Pethokoukis: Many progressive Dems here in the states, including Vermont senator Bernie sanders who is running for president, have argued that America should model itself on Scandinavia and its “egalitarian social democracies.” What do you think we are getting right when we in the USA talk about Sweden and Scandinavia, and what are we getting wrong?
Sanandaji: This is a really important argument and it’s not a new argument. I think in the presidential election of 1936 President Roosevelt makes a similar argument, that America should look at Sweden, their work policies, corporatism, and so on. What you get right is that Scandinavia, Sweden, Denmark, and so on have a very high quality of life, low poverty, much lower inequality than the USA, and they are fairly affluent.
What you completely get wrong – progressives, and maybe libertarians as well – is this idea that outcomes in a country in a society are entirely determined by short-term impact government policies. Scandinavia’s egalitarianism is a known fact and it goes back thousands of years … In the 1930s, Sweden had a lower poverty rate than the US did, and has a lower poverty rate than the US does now. Sweden had a higher life expectancy than most other countries in the 1800s, and I’ve written, and my brother Nima Sanandaji has written a book “Scandinavian Unexceptionalism” exactly on this topic, which is conflating outcomes due to very unique social capital, homogenous population, culture, hundreds of years of development and just say “They have a higher tax rate and lower poverty, therefore if we raise our tax rate, we will become Sweden.” This is such an important argument.
One is, why just cherry pick Scandinavia? A lot of countries in Europe have high tax rates, and today it’s no longer the case that Northern Europe has a systematically bigger welfare state than Southern Europe. They have much better outcomes but not a bigger share of the government than France or even Italy. So it’s interesting that Bernie Sanders uses Denmark more than Sweden, because Sweden has just cut taxes and so is not the perfect example anymore.
Anyway, why so sure that you will become Scandinavia? Maybe you become Italy instead, with similar welfare state system but very different outcomes. Maybe you become Greece or Portugal.

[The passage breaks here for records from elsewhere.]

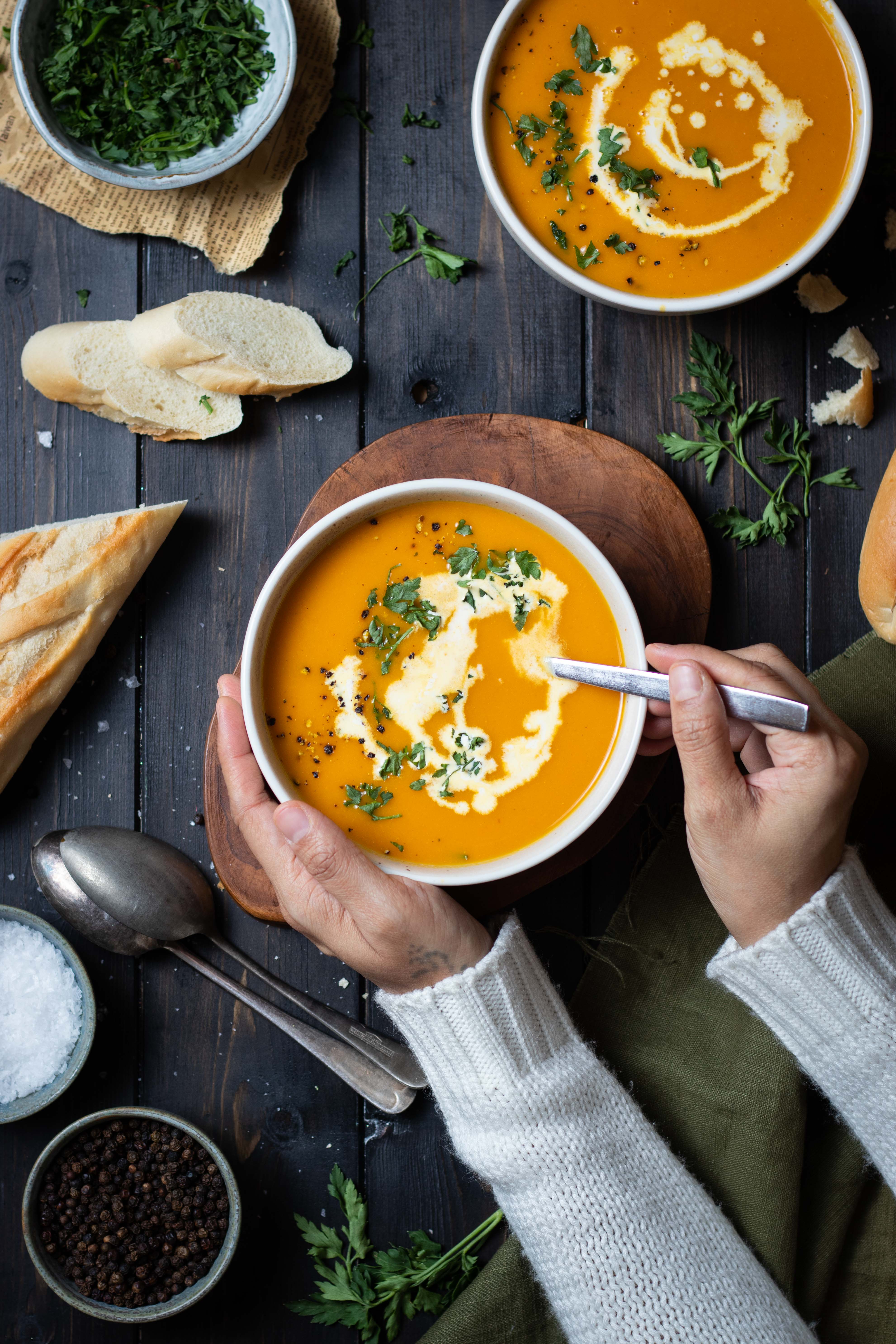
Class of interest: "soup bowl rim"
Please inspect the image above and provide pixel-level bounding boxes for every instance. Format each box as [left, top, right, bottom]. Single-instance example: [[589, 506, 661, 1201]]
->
[[241, 477, 648, 887], [470, 0, 872, 316]]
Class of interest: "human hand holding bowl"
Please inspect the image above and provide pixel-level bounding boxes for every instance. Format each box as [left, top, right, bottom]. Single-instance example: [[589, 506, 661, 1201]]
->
[[218, 676, 492, 993], [638, 644, 868, 948]]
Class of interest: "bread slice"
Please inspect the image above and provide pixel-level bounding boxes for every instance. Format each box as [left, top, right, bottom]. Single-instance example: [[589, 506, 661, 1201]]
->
[[797, 272, 846, 313], [858, 453, 896, 644], [827, 327, 880, 368], [21, 323, 243, 442], [130, 290, 352, 400], [811, 368, 875, 429], [0, 500, 187, 792]]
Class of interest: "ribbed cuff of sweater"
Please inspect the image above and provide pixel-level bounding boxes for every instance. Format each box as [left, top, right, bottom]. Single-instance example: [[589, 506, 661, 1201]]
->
[[707, 849, 896, 1187], [378, 915, 579, 1125]]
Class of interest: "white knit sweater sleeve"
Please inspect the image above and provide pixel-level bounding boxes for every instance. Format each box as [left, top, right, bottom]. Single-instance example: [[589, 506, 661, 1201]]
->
[[707, 849, 896, 1189], [379, 918, 814, 1344]]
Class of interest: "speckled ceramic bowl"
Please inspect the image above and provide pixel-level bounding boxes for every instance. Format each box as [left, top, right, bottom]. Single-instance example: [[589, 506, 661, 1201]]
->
[[0, 906, 97, 1125], [9, 0, 298, 191], [21, 1106, 242, 1325]]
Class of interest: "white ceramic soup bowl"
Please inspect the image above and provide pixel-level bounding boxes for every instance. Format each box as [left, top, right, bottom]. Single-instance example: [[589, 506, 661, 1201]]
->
[[471, 0, 872, 315], [241, 480, 648, 887]]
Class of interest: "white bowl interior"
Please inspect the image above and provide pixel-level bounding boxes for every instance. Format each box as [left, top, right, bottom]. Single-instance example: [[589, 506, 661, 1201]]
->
[[9, 0, 297, 189], [471, 0, 872, 315], [241, 480, 648, 887]]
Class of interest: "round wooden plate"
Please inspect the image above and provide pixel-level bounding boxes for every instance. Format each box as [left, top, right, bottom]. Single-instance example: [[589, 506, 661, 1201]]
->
[[204, 415, 711, 923]]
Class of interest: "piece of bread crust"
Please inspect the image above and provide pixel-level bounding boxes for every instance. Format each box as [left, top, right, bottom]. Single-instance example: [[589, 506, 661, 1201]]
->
[[0, 500, 187, 792], [811, 368, 875, 429], [21, 321, 243, 442], [827, 327, 880, 368], [858, 453, 896, 644], [797, 272, 846, 313], [130, 290, 352, 400]]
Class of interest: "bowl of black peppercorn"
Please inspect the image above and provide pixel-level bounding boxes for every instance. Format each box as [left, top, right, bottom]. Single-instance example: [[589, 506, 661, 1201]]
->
[[21, 1106, 241, 1325]]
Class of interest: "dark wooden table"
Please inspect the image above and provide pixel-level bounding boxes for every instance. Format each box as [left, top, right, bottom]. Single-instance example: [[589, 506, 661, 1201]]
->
[[0, 0, 896, 1344]]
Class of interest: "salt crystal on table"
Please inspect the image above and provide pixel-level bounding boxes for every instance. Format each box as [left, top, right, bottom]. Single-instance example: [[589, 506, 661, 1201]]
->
[[0, 919, 83, 1106]]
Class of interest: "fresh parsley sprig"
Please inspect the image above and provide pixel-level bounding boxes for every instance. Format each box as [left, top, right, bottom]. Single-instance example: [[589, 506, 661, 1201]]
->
[[352, 206, 477, 321], [286, 1161, 504, 1344], [657, 332, 860, 550], [343, 783, 402, 821], [570, 23, 617, 75], [690, 145, 721, 187]]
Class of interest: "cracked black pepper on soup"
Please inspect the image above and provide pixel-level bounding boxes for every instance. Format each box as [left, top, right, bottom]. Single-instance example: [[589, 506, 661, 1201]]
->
[[39, 1117, 230, 1306]]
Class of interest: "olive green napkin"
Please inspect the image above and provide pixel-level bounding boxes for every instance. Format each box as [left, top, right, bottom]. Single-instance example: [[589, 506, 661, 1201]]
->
[[425, 634, 896, 1344]]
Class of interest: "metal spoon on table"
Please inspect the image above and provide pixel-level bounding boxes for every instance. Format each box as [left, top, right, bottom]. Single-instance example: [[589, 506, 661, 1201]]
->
[[36, 827, 426, 1087], [31, 831, 416, 1116]]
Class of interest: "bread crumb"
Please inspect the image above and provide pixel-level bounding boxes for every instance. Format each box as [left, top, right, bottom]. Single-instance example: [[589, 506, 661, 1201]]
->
[[797, 272, 846, 313], [884, 210, 896, 251], [811, 368, 875, 429], [827, 327, 880, 368]]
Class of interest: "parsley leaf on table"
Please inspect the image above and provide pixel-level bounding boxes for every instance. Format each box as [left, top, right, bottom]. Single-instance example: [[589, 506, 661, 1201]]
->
[[336, 93, 374, 136], [657, 332, 860, 550], [402, 102, 442, 130], [286, 1161, 504, 1344], [353, 206, 477, 320]]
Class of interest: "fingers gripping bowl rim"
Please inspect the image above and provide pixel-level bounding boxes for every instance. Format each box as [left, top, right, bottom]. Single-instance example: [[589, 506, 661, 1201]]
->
[[241, 478, 648, 887], [471, 0, 872, 316]]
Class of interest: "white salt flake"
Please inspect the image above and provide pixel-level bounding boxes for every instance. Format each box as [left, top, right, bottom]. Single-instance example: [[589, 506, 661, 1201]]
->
[[0, 919, 83, 1106]]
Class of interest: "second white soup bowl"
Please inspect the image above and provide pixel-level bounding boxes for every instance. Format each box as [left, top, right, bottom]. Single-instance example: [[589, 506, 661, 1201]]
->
[[241, 480, 648, 887]]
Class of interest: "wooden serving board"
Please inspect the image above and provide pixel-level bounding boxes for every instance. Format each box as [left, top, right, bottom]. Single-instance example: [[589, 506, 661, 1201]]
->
[[204, 415, 711, 923]]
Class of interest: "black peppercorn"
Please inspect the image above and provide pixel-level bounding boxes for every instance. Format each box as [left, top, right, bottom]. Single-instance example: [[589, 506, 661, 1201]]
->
[[39, 1119, 230, 1308]]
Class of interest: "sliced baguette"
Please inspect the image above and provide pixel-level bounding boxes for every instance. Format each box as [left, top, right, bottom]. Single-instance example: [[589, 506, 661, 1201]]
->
[[858, 453, 896, 644], [21, 323, 243, 442], [811, 368, 875, 429], [130, 290, 352, 400], [0, 500, 185, 792]]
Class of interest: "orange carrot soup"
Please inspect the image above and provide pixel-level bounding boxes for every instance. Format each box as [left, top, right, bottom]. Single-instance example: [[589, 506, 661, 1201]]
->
[[263, 500, 622, 866], [488, 0, 856, 298]]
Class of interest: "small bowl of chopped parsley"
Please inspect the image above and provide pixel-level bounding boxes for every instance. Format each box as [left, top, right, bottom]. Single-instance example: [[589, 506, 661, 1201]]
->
[[11, 0, 296, 189]]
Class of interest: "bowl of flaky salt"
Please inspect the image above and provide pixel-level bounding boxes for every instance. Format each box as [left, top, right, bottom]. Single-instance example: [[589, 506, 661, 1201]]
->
[[0, 906, 97, 1125]]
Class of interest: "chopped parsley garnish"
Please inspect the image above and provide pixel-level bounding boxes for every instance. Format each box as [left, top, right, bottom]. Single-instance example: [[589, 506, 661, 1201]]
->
[[690, 145, 721, 187], [575, 243, 600, 270], [433, 732, 485, 798], [402, 102, 442, 130], [353, 206, 475, 320], [39, 0, 274, 169], [343, 783, 402, 821], [598, 126, 660, 200], [544, 70, 582, 97], [657, 332, 860, 550], [378, 742, 426, 780], [570, 23, 617, 75], [336, 93, 374, 136]]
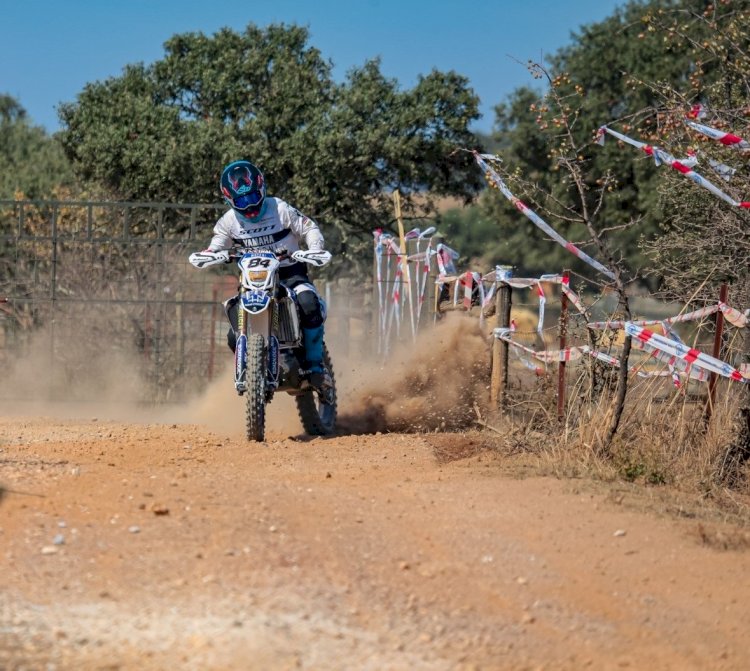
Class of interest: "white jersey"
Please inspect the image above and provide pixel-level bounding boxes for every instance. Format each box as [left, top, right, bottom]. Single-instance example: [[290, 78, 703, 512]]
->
[[208, 197, 325, 266]]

The US has been trying to do this since the 1960s; they say, “Raise our taxes, try out social policies” and we will become Sweden. We tried that in the US, and it did not deliver the same favorable outcomes. Economists have a very strong bias in emphasizing policy and deemphasizing culture, historical institutions, social capital, etc., and you have this idea, “We have these models, everyone is identical, we have the state and the market, and if we observe Japan, Sweden, and Albania have different outcomes, that must be due to their tax rate, or details in unemployment insurance.” Whereas I would argue that no, look at culture, work ethic.